After rehearsing all of God’s faithfulness – His choosing of Abraham, His deliverance from Egypt, His protection from enemies, His provision of the Promised Land – Joshua issues a challenge: Choose. Choose this day whom you will serve.

This isn’t a cute verse to put on a decorative plaque. This is a confrontation. Joshua is saying: You’ve heard what God has done. You’ve seen His faithfulness. Now you have to decide. Are you all in or not?

Notice that Joshua doesn’t give them the option of serving no one. The question isn’t whether you’ll serve, but whom you’ll serve. We’re all worshiping something. We’re all giving our ultimate loyalty to something. The question is what.
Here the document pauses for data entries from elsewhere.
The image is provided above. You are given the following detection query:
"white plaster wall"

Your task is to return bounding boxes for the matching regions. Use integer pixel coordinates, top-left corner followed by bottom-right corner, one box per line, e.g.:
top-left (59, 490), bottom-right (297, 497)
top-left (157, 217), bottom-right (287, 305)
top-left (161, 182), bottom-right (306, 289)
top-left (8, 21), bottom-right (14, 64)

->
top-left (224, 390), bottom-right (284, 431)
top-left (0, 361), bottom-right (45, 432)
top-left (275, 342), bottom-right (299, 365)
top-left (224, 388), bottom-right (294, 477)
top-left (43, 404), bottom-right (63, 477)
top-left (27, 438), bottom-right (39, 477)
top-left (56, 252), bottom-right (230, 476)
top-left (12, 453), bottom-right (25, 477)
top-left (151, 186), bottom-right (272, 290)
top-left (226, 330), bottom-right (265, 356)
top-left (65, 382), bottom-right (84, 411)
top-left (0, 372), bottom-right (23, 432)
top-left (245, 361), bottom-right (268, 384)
Maybe it’s your career. You’re always chasing the next promotion, the next achievement, the next level of success. Maybe it’s financial security. You’re constantly worried about money, always calculating, always anxious about having enough. Maybe it’s comfort. You make all your decisions based on what’s easiest, what’s most convenient, what requires the least sacrifice.

Maybe it’s relationships. You’ll do anything to avoid conflict, anything to keep people happy, anything to maintain peace even if it means compromising your convictions. Maybe it’s your reputation. You’re obsessed with what people think about you, how you’re perceived, how you compare to others.

Whatever it is that you think about most, worry about most, organize your life around most – that’s what you’re serving. That’s your god.

Joshua’s challenge is this: Stop serving those things and serve the Lord. Not in addition to those things. Not alongside those things. Instead of those things.
This is the call to exclusive loyalty. And it’s not easy. It will cost you something. It will require you to say no to some things, to walk away from some things, to sacrifice some things. But Joshua’s declaration rings through the ages: “As for me and my house, we will serve the Lord.”

The question today is the same question Joshua asked Israel: Whom will you serve?